Among the Linux system users, Mozilla Firefox is one of the most popular browsers. But Firefox contains the telemetry function that records and transmits data from inaccessible sources to an IT system of different locations. It is a function for data monitoring and analysis. That’s the fact why most users don’t like Firefox. However, using a Firefox fork can let you enjoy safe browsing without this telemetry function. If you are looking for such a fork for Firefox, LibreWolf can be your best option for Linux.
Most of the popular forks don’t have the Telemetry feature or contain the seal of approval of Firefox. However, recently, I have learned about LibreWolf, a telemetry-free fork and then give it a try.
So, how way my experience? That’s what I am going to share in this content. This content will tell you what feature I have found in LibreWolf and how did I install it. But first, I would like to give you a proper introduction to Librewolf.
What is LibreWolf?
In a sentence, LibreWolf is an independent Firefox fork. The developers designed it for the best user experience, privacy, and security. Generally, LibreWolf will ensure top-most protection against fingerprinting techniques and tracking.
Also, LibreWolf comes with an improved security setting, no telemetry function, and annoyances. Besides, it disables anti-freedom features as well. So, if you don’t want the distracting features of Mozilla Firefox for private browsing, LibreWolf is your must-have.
LibreWolf also ensures you a safe web experience, and you don’t have to tweak anything for that. Unlike most other Firefox forks, LibreWolf focuses only on the best private web experience. It has been eventually updated on a regular basis.
Now, let’s get to the point. What are the unique features I found on LibreWolf? Well, I have made a list of features that helped me differentiate it from other forks. Check out the features right below.
Features of LibreWolf
- Removes the codes that are associated with telemetry transmission.
- It also removes built-in add-ons that integrate the pocket service and submit crash reports.
- This safe Firefox fork comes with an ads and scripts blocker – uBlock, and the default search engine is protective strongly.
- It disables WebGL by default to block all the indirect user authentication.
- Offers an optional set of add-ons that includes Bitwarden, uMatrix, NoScript, etc.
- This fork is always installed in a separated directory, and also, it is not associated with the Firefox profile.
- It comes with private search providers like Qwant, Searx, etc. Additionally, it enables HTTPS only on the default mode.
- Provide you with a safe browsing experience with no sync, no ‘add to pocket’ option, no sponsored shortcuts, and no recommended content.
So, all you get in LibreWolf is a clean and minimalist web experience where you will have the top-most privacy. To ensure an extra action of security, LibreWolf will ask you to clean the cookies and history when you will exit from the browser.
How to Install LibreWolf on Linux?
Are you still not interested in using LibreWolf? I don’t think so. However, if you are interested, I can help you with its several installation processes. However, I installed it using the appimage package on the terminal.

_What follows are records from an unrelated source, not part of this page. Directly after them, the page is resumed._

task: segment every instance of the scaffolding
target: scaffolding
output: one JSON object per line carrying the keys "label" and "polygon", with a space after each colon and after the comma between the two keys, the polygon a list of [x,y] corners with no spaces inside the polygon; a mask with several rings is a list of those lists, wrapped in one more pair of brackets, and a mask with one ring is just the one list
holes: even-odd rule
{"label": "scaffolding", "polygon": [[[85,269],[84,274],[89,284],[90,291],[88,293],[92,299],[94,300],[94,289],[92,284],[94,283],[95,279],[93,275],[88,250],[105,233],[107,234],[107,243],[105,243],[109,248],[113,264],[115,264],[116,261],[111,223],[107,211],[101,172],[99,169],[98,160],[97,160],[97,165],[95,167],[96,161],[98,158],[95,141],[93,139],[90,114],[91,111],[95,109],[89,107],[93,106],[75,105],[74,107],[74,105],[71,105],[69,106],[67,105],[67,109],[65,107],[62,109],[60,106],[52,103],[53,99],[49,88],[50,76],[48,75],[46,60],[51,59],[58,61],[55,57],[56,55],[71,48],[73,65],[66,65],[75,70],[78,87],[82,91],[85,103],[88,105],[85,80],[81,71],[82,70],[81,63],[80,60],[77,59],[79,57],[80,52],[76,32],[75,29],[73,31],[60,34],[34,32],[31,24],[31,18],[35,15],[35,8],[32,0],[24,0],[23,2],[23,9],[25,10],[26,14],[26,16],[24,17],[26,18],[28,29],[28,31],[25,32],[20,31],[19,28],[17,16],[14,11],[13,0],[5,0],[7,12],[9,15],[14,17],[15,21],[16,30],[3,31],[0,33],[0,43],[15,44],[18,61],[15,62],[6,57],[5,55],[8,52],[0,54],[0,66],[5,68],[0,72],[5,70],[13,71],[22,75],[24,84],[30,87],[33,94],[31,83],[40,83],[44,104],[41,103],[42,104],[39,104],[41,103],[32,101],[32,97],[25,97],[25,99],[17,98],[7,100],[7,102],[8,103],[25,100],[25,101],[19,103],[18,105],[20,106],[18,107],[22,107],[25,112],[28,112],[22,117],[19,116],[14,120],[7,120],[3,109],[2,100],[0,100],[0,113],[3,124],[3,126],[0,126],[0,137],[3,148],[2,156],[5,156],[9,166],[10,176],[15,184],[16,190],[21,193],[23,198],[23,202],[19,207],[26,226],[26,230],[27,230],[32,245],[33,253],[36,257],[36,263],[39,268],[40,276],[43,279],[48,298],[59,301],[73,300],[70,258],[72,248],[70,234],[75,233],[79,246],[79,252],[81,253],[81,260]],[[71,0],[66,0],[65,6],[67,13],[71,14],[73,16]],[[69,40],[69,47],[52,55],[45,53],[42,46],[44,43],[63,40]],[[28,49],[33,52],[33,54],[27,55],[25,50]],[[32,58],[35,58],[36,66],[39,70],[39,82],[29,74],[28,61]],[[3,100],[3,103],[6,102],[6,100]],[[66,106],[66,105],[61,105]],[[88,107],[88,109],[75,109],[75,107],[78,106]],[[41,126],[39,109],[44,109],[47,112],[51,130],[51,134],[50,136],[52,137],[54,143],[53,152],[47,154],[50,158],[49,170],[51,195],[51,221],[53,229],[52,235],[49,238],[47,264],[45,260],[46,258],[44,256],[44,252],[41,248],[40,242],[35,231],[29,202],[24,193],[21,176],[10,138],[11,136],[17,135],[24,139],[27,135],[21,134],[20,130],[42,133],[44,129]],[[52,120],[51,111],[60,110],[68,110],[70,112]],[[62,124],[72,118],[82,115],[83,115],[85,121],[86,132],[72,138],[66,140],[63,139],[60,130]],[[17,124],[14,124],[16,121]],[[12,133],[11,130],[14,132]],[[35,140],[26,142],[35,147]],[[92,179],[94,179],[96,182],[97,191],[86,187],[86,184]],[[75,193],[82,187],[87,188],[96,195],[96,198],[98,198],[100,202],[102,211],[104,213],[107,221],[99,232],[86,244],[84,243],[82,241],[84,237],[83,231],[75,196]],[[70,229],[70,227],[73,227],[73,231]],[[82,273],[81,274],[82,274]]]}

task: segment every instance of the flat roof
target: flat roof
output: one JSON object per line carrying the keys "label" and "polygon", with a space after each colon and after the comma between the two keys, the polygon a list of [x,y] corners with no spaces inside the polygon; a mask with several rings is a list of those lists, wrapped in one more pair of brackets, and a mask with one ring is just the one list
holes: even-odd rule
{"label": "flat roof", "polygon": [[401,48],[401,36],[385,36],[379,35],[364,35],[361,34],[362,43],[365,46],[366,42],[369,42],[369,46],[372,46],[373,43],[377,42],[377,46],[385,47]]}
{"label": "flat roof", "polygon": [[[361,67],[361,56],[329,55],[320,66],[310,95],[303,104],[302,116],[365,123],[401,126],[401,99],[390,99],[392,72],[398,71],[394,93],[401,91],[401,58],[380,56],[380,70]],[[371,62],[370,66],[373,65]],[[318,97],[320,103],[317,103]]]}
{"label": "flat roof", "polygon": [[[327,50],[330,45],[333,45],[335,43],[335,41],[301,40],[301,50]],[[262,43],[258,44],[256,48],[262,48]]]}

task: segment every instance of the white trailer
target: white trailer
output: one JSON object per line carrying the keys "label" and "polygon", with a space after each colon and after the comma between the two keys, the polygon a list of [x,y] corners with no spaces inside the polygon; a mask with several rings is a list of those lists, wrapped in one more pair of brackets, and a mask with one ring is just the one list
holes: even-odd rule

$ wget https://gitlab.com/api/v4/projects/24386000/packages/generic/librewolf/94.0-1/LibreWolf.x86_64.AppImage $ sudo chmod +x LibreWolf.x86_64.AppImage $ ./LibreWolf.x86_64.AppImage
Alternatively, you can use the Flathub package to install LibreWolf on your system. For that, run the below command on the terminal and press Y to execute permission.
flatpak install flathub io.gitlab.librewolf-community
Also, you can try the AUR package if you are using Arch Linux. You will get the package on the GitLab page.

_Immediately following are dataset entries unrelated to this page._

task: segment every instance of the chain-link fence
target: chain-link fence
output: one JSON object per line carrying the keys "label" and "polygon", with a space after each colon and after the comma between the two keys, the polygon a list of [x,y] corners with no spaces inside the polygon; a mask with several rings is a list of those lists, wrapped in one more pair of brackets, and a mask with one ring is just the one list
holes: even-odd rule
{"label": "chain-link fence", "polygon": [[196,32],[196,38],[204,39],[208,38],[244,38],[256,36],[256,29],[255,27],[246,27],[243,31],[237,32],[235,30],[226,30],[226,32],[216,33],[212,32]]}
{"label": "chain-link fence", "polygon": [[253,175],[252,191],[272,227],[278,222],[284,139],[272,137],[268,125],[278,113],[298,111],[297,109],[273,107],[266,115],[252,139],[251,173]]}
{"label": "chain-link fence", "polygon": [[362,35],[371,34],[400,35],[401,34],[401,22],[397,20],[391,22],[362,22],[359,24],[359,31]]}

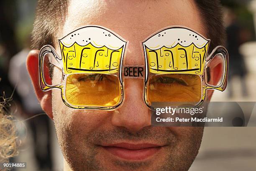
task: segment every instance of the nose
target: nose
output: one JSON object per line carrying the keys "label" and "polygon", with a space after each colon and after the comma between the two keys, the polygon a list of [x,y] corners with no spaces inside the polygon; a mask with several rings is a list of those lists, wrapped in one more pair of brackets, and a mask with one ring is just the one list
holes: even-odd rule
{"label": "nose", "polygon": [[132,133],[151,125],[151,111],[143,100],[143,79],[126,79],[123,105],[112,118],[115,126],[125,128]]}

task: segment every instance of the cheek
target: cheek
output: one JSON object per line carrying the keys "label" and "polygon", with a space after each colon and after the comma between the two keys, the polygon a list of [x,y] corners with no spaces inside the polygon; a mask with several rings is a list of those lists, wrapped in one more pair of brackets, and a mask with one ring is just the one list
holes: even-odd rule
{"label": "cheek", "polygon": [[80,141],[92,131],[109,124],[109,112],[74,109],[62,102],[59,90],[52,93],[54,121],[60,143]]}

And finally, it is the most legitimate way to install the app on your system. You should just follow the commands given by the official site of LibreWolf.
So, these are the possible ways to install Librewolf on Linux. Using LibreWolf is not anything difficult. It’s exactly the same as how you use a browser. However, LibreWolf provides regular updates, but you have to install the updates manually.

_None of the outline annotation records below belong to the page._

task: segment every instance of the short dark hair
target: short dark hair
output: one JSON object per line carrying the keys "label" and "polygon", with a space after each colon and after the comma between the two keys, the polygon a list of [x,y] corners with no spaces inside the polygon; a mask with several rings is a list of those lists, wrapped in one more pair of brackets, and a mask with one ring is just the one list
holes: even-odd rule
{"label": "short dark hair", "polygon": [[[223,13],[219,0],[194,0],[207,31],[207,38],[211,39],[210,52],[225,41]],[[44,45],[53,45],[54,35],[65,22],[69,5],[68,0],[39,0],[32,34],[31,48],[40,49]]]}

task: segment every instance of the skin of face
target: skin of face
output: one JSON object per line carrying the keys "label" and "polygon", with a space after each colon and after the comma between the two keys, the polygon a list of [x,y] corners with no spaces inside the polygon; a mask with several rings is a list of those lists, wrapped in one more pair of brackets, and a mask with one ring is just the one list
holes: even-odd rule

From my firsthand experience, this browser deserves a try. It is safe, simple, and clean. So, if you really wish to have a clean web experience without taking anything or the telemetry feature, LibreWolf is your must-try. But it would be great if it provided auto-updates and was available on Snapcraft and Ubuntu Software Store.
However, what is free Firefox fork provides, is no less than my expectation. So, share your experience of using this open-source Firefox fork if you are planning to use it. I will wait for your feedback. Thank you for your patience and time.